Kashmir tragedy




The persecution of Kashmiri political workers continues unchecked and forces on both sides of the border have been firing their weapons as an ongoing show of prowess. Meanwhile, civilians and political workers demanding attention from both governments fall one by one. What was begun by the hue and cry from Burhan Wani over one year ago has only claimed more lives in Indian-Occupied Kashmir (IOK) and a resolution does not seem near. Regardless of what Wani’s true intentions were, somewhat enlightening are the words recently communicated by Azad Jammu and Kashmir (AJK) President Masood Khan stating that Kashmiris fighting for their freedom will not be deterred. It is further relieving that he has secured the attention of British and European Union delegations whose former generations once inhabited these lands. The sooner the matter gets resolved, the sooner we will see senseless killings end.

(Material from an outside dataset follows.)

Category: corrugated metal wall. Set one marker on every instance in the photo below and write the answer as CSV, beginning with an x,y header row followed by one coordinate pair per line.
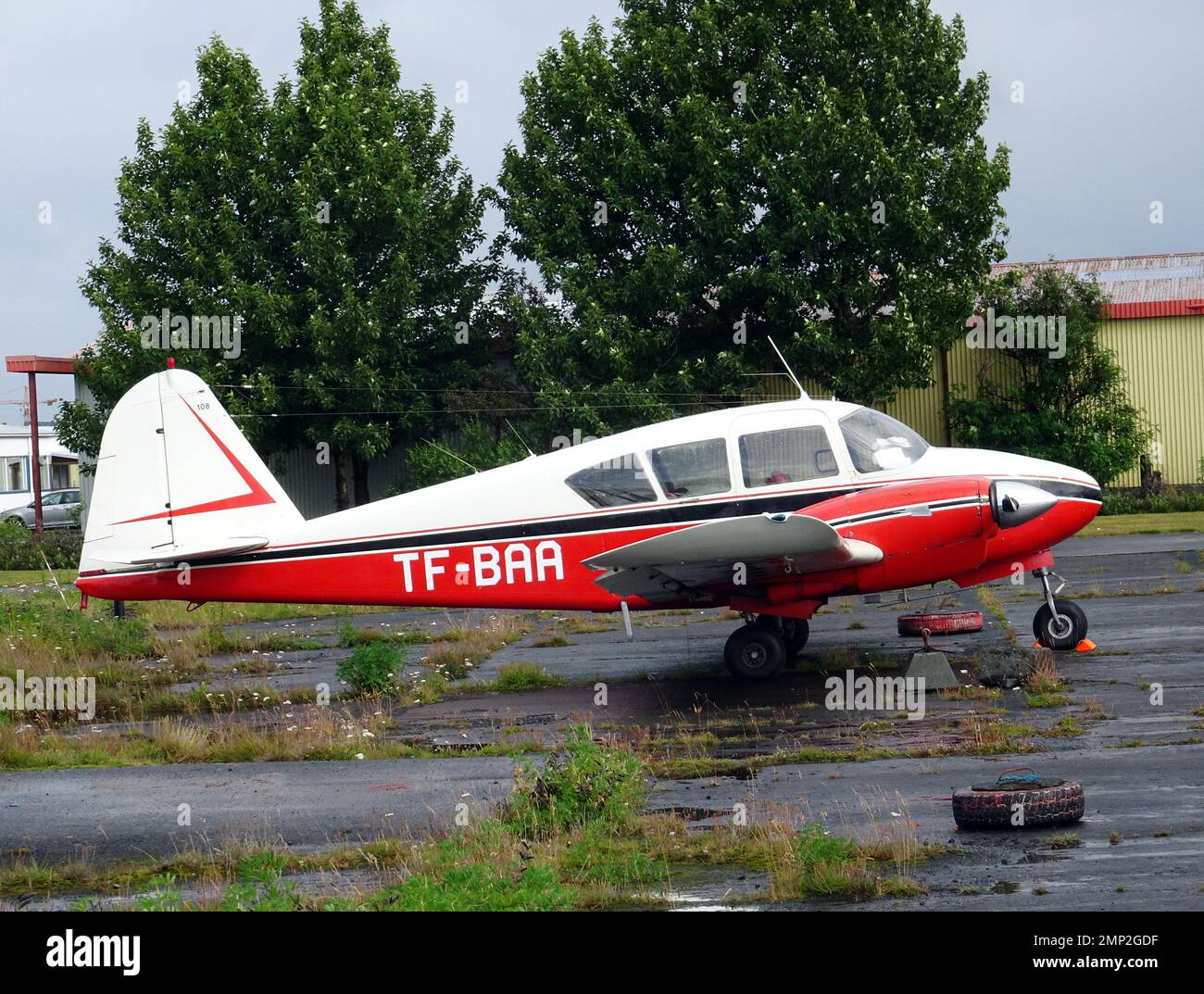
x,y
1162,358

Exerting undue pressure and rule over a people is akin to a dictatorship which, of course, has not been unusual in South Asia. If the Kashmiris want secession, let there be dialogue. War and bloodshed, while historically significant and consequential, have also given us many lamentable stories and long moments of depression with families broken, wives left widowed and children left fatherless. The AJK president’s news conference is a sufficient step in the right direction where more international attention has been garnered toward the issue. Furthermore, in the Kashmiris’ fight for self-determination, it is refreshing to learn of British Member of Parliament Andrew Gwyne urging that the warlike situation in IOK be seen as a human rights issue rather than as a political one. This is logical; once the senseless killings are ended, perhaps then dialogue can be achieved to move the issue forward.


Now that there has been some attention from Europe, support needs to be sought from farther West. In the current circumstances, unless the attention of world powers is captured, human rights and political issues rarely gather the momentum to be resolved on their own.